Paragraph 26 des Mediengesetzes fordert, entgeltliche Einschaltungen deutlich zu kennzeichnen, um Irreführung des Lesers zu vermeiden. Horninger sieht in "nahezu jeder österreichischen Tageszeitung für den Leser irreführende Veröffentlichungen" Schriftgröße, Schriftart und Schriftfarbe ähnelten oder glichen "großteils redaktionellen Beiträgen". Bezahlten Beiträgen werde "gezielt ein redaktioneller Mantel umgehängt", schreibt Horninger über ihre Erkenntnisse. Bei der Mehrzahl der beobachteten Beiträge werde die Kennzeichnung zudem "erst nach dem Lesebeginn sichtbar".

Die meisten nach ihrem Befund irreführenden Veröffentlichungen entdeckte Horninger in Beiträgen über öffentliche Institutionen, Kultur, Immobilien sowie Banken/Sparkassen/Versicherungen. Sie sieht in Qualitätszeitungen "den durchschnittlich größten Anteil an irreführenden Veröffentlichungen".

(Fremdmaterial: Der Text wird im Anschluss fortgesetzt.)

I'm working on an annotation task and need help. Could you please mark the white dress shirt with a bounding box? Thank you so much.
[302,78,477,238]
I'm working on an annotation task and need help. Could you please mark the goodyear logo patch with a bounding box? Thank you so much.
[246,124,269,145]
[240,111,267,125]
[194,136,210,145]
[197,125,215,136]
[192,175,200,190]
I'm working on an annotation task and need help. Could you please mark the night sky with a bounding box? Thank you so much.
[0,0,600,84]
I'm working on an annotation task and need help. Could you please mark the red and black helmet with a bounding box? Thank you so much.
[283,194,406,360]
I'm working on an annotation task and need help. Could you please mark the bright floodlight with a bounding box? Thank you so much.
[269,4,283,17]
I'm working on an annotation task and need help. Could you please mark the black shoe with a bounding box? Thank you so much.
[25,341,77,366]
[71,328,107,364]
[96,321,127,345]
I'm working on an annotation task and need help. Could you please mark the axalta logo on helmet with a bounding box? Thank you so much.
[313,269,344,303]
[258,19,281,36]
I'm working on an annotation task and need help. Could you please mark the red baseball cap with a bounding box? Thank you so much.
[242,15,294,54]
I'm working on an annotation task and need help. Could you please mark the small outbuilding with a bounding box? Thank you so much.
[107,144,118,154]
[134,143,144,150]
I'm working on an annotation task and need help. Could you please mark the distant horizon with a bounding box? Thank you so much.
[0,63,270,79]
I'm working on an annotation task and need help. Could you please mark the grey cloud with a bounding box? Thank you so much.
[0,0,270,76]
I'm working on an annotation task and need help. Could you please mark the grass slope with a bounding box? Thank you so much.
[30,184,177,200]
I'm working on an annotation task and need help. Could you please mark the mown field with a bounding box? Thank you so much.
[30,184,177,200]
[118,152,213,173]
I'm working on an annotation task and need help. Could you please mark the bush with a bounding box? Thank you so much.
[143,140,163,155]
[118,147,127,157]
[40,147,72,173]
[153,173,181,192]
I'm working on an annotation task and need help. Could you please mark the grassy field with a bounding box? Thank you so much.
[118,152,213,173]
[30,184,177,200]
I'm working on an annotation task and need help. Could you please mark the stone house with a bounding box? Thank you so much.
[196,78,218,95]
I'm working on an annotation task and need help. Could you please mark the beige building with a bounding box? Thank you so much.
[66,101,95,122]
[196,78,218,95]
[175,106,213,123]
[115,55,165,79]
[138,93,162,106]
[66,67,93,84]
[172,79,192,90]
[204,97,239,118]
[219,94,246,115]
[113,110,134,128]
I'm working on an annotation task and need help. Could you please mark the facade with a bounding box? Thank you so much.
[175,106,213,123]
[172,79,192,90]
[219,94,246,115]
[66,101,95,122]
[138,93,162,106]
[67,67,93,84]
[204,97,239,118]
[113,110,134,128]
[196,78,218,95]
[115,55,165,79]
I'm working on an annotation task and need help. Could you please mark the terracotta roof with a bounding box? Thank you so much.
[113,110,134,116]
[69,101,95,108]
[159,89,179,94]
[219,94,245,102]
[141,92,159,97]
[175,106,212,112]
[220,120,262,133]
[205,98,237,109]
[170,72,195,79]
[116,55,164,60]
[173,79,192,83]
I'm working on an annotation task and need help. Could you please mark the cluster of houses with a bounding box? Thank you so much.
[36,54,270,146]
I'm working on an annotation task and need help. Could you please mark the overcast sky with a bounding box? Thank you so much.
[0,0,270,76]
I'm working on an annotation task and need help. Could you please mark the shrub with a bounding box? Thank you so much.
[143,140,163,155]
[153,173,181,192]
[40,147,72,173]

Kennzeichnung als "Promotion" und "PR" widerspreche Mediengesetz

Ein Gutteil der Kennzeichnungen widerspreche weiters dem Mediengesetz, befundet Horninger: "Promotion", "PR" oder "Public Relations" würden häufig verwendet, entsprächen aber "nicht den von Paragraph 26 Mediengesetz vorgeschriebenen Begriffen. Früher waren die Begriffe PR und Public Relations zur Kennzeichnung entgeltlicher Einschaltungen zulässig." Seit einer Novelle aber eben nicht mehr. Horninger sieht in der Novelle einen "wichtigen Schritt zur Professionalisierung der PR-Branche".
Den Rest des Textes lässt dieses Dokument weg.